The amicus briefs submitted in the Sacketts’ case show the potential perils of uncritically relying on the assertions within them. The Cato Institute brief, for example, frames the case as about property owners forced to rely on fragile government regulatory decisions “at their peril.” The SLF brief urges the Court to act before “millions more taxpayer dollars are wasted” and the court system is “subsumed with WOTUS litigation.” The U.S Chamber of Commerce’s brief urges the Court to clarify the definition of wetlands to ensure certainty for developers who otherwise might get scared off by the terrifying possibility of penalties for polluting. This would result in catastrophe, the Chamber claims, because projects needed to “upgrade our nation’s infrastructure, feed Americans, and meet our nation’s energy needs” might otherwise be abandoned by developers whose benevolence, of course, only extends as far as their profit margin. 

Of course, environmental groups will surely submit their own amicus briefs in this case explaining why the legal status quo is right.
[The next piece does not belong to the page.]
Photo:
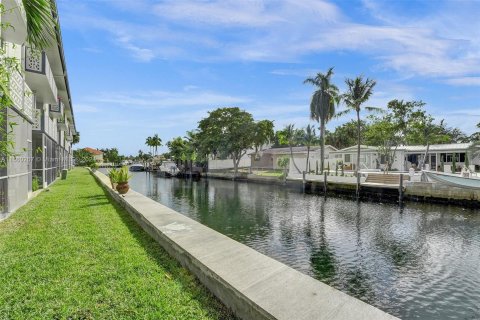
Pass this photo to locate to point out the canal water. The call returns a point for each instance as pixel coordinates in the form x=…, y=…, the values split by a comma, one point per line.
x=421, y=261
But PLF and friends understand that the Roberts Court is the most conservative, pro-business Court in a century, and have already teed up the question and framing for the justices eager to hear their perspective. Michael and Chantell Sackett might sound like an ordinary couple who could be your neighbors down the street, but this case isn’t a David-against-Goliath story. It’s a well-funded vehicle designed to weaken environmental regulations and satisfy wealthy developers. Thanks in part to the power of the amicus machine, PLF could soon deliver on that promise.